Edgardo Franzosini – Questa vita tuttavia mi pesa molto

Ciò che fa di Edgardo Franzosini uno scrittore diverso da qualsiasi altro è la sua capacità di raccontarci storie vere di personaggi, generalmente poco noti, che sembrano inventati per quanto sono fuori del comune. In questo libro Franzosini ci regala un’altra delle sue ipnotiche «vite immaginarie» percorrendo, con quella visionarietà e quella levità che lo contraddistinguono, la breve, singolare esistenza dello scultore Rembrandt Bugatti (fratello di Ettore, il fondatore della casa automobilistica, il quale sceglierà proprio il suo Elefantino danzante per il tappo della lussuosissima Bugatti Royale), divenuto celebre negli anni Dieci del Novecento per i suoi bronzi raffiguranti animali, di preferenza non domestici: tigri, giaguari, pantere, elefanti, leoni… Con gli animali Bugatti ha sempre vissuto in una sorta di struggente empatia, passando ore e ore davanti alle gabbie del Jardin des Plantes, a Parigi, o negli splendidi edifici orientaleggianti dello zoo di Anversa, a guardarli vivere, muoversi, mangiare, soffrire – identificandosi totalmente con loro. Al punto da subire un autentico shock allorché, di fronte alla minaccia dei bombardamenti tedeschi, le autorità del Belgio decisero di sterminare tutte le bestie dello zoo. «Non sono in molti» ha scritto Giuseppe Pontiggia a proposito di Franzosini «a scrivere libri che hanno questa leggerezza e questo humour discreto».

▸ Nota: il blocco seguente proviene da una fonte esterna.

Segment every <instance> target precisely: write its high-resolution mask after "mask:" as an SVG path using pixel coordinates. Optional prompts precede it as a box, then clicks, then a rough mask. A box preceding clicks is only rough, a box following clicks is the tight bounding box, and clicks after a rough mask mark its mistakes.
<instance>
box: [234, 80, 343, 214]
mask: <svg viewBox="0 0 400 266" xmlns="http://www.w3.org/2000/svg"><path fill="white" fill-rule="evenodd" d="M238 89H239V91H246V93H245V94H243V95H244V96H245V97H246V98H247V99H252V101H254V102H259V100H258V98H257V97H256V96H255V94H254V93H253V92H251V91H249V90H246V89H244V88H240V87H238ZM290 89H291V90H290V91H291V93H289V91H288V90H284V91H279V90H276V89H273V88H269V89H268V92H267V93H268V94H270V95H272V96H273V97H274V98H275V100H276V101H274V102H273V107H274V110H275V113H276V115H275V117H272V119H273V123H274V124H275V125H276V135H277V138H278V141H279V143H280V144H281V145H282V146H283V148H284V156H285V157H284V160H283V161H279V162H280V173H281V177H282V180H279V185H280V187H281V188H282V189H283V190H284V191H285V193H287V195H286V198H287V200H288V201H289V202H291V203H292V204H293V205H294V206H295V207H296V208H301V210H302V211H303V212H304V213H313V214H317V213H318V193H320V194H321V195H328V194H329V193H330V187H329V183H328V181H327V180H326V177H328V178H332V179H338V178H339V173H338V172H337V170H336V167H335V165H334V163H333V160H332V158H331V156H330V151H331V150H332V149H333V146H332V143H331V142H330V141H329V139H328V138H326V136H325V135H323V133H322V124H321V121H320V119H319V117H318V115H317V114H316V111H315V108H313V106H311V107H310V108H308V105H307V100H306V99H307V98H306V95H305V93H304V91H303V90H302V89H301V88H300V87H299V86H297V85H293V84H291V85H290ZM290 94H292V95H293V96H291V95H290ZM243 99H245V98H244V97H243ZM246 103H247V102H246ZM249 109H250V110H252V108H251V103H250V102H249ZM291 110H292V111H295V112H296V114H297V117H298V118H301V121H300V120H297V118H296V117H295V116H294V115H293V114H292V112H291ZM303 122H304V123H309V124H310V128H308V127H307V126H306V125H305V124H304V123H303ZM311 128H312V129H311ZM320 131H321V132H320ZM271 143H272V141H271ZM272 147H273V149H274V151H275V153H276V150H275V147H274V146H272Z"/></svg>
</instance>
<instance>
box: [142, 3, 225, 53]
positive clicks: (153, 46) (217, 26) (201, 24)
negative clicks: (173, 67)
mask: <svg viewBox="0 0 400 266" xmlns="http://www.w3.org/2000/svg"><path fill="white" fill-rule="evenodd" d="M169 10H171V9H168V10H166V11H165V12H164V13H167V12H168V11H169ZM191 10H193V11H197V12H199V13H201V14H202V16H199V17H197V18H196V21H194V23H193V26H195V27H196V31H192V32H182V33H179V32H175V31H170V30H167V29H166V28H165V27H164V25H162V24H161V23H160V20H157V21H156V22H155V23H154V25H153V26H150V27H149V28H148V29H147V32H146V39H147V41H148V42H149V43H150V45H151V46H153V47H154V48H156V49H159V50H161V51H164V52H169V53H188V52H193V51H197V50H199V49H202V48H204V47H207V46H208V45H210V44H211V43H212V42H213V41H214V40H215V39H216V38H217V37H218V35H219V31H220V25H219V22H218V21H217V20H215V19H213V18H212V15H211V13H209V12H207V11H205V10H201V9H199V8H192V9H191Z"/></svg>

Edgardo Franzosini – Sotto il nome del Cardinale

Sotto il nome del Cardinale

Ripamonti, chi era costui? Un nome che alle orec­chie dei più non dice granché; o forse risveglia una vaga eco, persa nella nebbia dei ricordi scolastici: una delle fonti dei Promessi sposi – in verità, come sco­pri­remo, la prima e la più importante. In­curiosito da quella che gli ap­pa­riva quasi una damnatio memoriae, Franzosini ha comin­ciato a indagare sui reali motivi per i quali, dopo essere stato un protégé di Federico Borromeo – che lo no­minò Dottore del­l’Ambrosiana e lo accolse nel palazzo arci­ve­scovile –, il presbitero-storico abbia subìto, pro­prio da parte del Cardinale, una «fiera per­secuzione», co­stata quat­­tro anni di carcere duro. Scavando negli archivi, spulciando fra i testi, rileggendo ogni sorta di docu­menti, Franzosini ci svela a poco a poco una verità diver­sa da quella del­le carte proces­suali, che parlano di magia e stre­go­neria, libri proibiti e insubordi­­nazione (e ac­cennano persino al «peccato nefando» di sodo­mia): che al­l’origine di tutto ci sia (come scri­ve dal car­cere lo stes­so Ripa­mon­ti) un «fatto mirabi­le, in­cre­di­bi­le», o piut­tosto «or­ribil e atroce», il fatto cioè che esi­sta­no signori i qua­li «aspi­rano a guada­gnarsi fama im­mor­tale con lavori faticati da mani che non sono le lo­ro, ed ai qua­li ap­pongono il proprio no­me». Anche se si tratta di un nome santo come quel­lo dello stesso Federico Bor­romeo. Franzosini conduce la sua inda­gine con ma­no sicura e, con un montaggio perfet­ta­mente conge­gnato, costru­isce un intreccio polifonico in cui con­ver­go­no e si in­tersecano una quantità di sto­rie; e grazie an­che a un tono narrativo leggero e in­si­nu­an­te – con­for­me alla sfuggente materia che cerca di av­vicinare – ci of­fre un denso, affascinante affresco del­la curia ambro­siana nel XVII secolo.